16) Anyone who offends a powerful man can hardly expect to wear out many new shirts
A witty saying, especially as all clothes during the Viking Age were handmade and took some serious labor.
Modern meaning: Do not anger the wrong person/authority figures.
17) It may often be that those who live long are slain with words
Slights and arguments, which could often lead to dueling, were a common part of Viking warrior society.
Modern meaning: Sticks and sticks may break your bones, but words can never hurt you.
18) The King's Palace is an easy place to enter but a hard place to leave
A slice of wisdom that deals with the obsession that many in Viking societies had for power, privilege, and possessions.

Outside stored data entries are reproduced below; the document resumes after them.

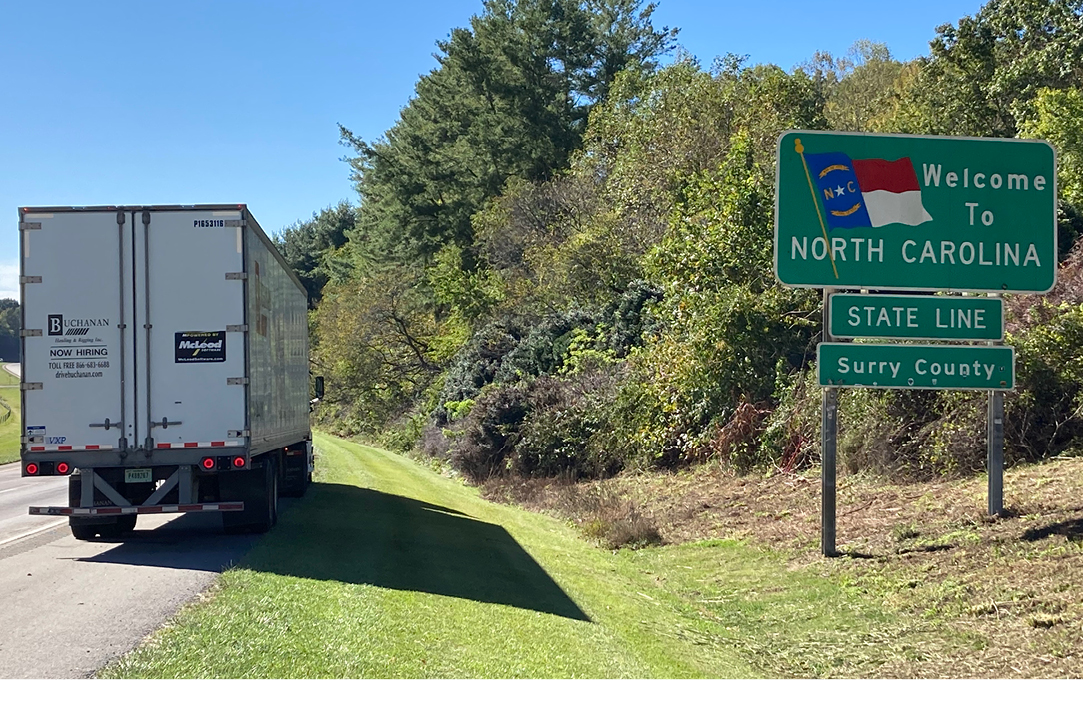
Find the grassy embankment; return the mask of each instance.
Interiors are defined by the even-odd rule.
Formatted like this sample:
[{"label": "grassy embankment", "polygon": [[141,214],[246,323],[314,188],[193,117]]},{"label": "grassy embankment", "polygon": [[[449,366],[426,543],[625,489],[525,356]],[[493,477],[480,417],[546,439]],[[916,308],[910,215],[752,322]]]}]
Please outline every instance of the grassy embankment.
[{"label": "grassy embankment", "polygon": [[741,541],[602,550],[402,457],[320,435],[318,483],[104,677],[864,675],[911,629]]},{"label": "grassy embankment", "polygon": [[22,418],[19,408],[21,400],[19,397],[19,377],[8,373],[3,368],[0,368],[0,398],[3,398],[4,402],[11,408],[9,415],[8,409],[0,405],[0,417],[7,416],[5,420],[0,421],[0,463],[11,463],[19,460],[19,423]]},{"label": "grassy embankment", "polygon": [[[897,642],[873,650],[873,663],[845,664],[840,674],[1083,676],[1083,458],[1010,469],[1006,512],[997,519],[986,515],[984,476],[924,482],[844,476],[838,495],[842,556],[832,560],[819,552],[816,469],[737,476],[705,466],[593,485],[638,508],[673,549],[697,538],[742,539],[771,549],[790,567],[861,589],[905,632],[887,630]],[[576,492],[598,490],[588,485]],[[568,489],[549,489],[554,491]],[[688,583],[673,590],[688,595],[695,588]],[[766,649],[776,673],[815,668],[836,653],[802,643],[798,635],[791,636],[797,641],[788,649],[792,659],[785,659],[778,649],[785,648],[780,642],[786,636]]]}]

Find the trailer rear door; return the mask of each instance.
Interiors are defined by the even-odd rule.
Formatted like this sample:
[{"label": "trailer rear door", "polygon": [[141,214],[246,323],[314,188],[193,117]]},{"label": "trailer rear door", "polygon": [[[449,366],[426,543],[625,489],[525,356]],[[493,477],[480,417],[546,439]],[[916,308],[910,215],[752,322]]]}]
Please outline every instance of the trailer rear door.
[{"label": "trailer rear door", "polygon": [[[24,213],[23,408],[30,450],[117,448],[125,413],[125,214]],[[121,222],[118,222],[121,221]]]},{"label": "trailer rear door", "polygon": [[242,212],[154,210],[137,220],[141,438],[152,449],[243,445]]}]

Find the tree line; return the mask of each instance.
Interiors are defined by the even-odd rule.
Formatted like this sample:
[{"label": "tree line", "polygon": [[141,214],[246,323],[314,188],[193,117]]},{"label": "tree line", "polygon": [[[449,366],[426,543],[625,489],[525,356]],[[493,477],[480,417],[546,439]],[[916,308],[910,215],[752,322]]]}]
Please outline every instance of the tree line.
[{"label": "tree line", "polygon": [[[710,67],[640,0],[487,0],[395,125],[341,128],[358,197],[277,236],[310,293],[319,421],[468,477],[819,454],[816,291],[772,272],[791,128],[1049,140],[1053,293],[1007,302],[1009,461],[1083,431],[1083,0],[991,0],[927,56],[862,40]],[[984,396],[848,390],[840,461],[980,469]]]}]

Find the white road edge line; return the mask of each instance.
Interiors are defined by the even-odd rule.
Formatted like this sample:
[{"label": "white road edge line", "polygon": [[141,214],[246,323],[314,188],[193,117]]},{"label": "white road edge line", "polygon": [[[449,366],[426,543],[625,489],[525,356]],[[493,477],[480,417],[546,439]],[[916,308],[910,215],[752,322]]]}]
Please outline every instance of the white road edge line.
[{"label": "white road edge line", "polygon": [[56,528],[57,526],[59,526],[61,524],[67,523],[67,521],[68,521],[68,519],[61,518],[60,520],[55,521],[54,523],[50,523],[48,526],[42,526],[41,528],[35,528],[34,530],[27,531],[26,533],[20,533],[18,536],[12,536],[11,538],[5,538],[3,541],[0,541],[0,546],[6,546],[9,543],[15,543],[15,541],[21,541],[24,538],[30,538],[31,536],[36,536],[39,533],[44,533],[45,531],[48,531],[51,528]]}]

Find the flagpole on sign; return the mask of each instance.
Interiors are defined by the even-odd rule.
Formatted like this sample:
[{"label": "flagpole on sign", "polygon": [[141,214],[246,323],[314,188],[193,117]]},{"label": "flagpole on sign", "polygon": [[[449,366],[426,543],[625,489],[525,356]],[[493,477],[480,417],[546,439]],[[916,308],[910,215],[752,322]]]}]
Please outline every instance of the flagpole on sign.
[{"label": "flagpole on sign", "polygon": [[816,206],[816,217],[820,219],[820,230],[824,232],[824,246],[827,248],[827,257],[831,259],[831,272],[835,274],[835,280],[838,280],[839,269],[835,267],[835,249],[831,247],[831,238],[827,237],[827,225],[824,224],[824,216],[820,213],[820,201],[816,199],[816,190],[812,187],[812,174],[808,172],[808,163],[805,162],[805,146],[801,144],[801,138],[794,138],[793,145],[794,150],[801,156],[801,165],[805,166],[808,192],[812,194],[812,204]]}]

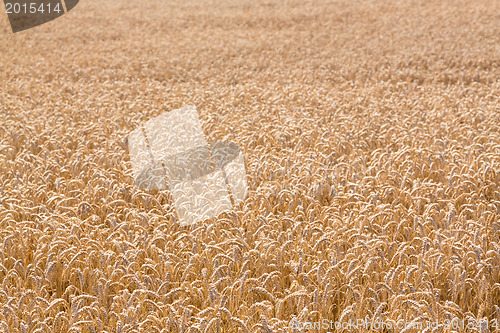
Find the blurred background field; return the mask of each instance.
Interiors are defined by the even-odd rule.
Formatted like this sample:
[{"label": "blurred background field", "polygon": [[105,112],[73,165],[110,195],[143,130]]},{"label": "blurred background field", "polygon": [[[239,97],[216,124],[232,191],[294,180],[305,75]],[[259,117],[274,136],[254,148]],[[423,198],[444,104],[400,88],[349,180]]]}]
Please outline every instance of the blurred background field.
[{"label": "blurred background field", "polygon": [[[498,1],[86,0],[17,34],[0,15],[0,330],[495,331],[499,64]],[[184,105],[251,190],[191,227],[134,185],[125,141]]]}]

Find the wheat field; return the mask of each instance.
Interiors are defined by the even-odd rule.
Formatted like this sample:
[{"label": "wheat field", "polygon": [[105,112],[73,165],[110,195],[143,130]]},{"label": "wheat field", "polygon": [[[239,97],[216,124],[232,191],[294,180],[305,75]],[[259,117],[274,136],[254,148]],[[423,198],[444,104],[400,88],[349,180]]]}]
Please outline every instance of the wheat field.
[{"label": "wheat field", "polygon": [[[500,2],[86,0],[0,35],[0,332],[496,331]],[[189,227],[126,142],[184,105],[249,185]]]}]

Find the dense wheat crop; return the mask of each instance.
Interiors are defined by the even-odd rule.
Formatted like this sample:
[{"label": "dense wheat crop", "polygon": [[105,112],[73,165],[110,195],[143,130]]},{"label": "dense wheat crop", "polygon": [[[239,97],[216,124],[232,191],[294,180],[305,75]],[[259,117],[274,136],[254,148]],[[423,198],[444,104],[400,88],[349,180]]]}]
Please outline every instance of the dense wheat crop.
[{"label": "dense wheat crop", "polygon": [[[87,0],[18,34],[2,13],[0,331],[494,331],[499,13]],[[125,141],[183,105],[209,141],[242,148],[250,187],[190,227],[168,191],[134,184]]]}]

Modern meaning: Don't covet possessions. Don't let money be your master. Do not be so materialistic.
19) A rotten branch will be found in every tree
Yggradrasil was the eternal green ash tree of life in Norse mythology. As such, trees were not only an important spiritual symbol but also a valuable resource…what do you think all those famous long boats were made of, after all?
Modern meaning: Nothing is perfect.
20) The cattle are like their master
Aside from the few young men who were warriors, the majority of people in Viking societies were farmers. Cattle were important livestock throughout much of Northern and Eastern Europe.
Modern meaning: Leaders and influencers breed followers – for better or worse.
21) Heil og sæl
The final famous Viking quote is now a common expression to greet people in Iceland today. Literally, it means "healthy and happy" and was a common Norse greeting throughout the Viking Age.
In Norway, however, the fascist Nasjonal Samling party tried (in vain) to enforce it as a common greeting during the Nazi occupation (1940 – 1945). It, therefore, has fascist and nationalist overtones if used in Norway.
Modern meaning: Be healthy and happy.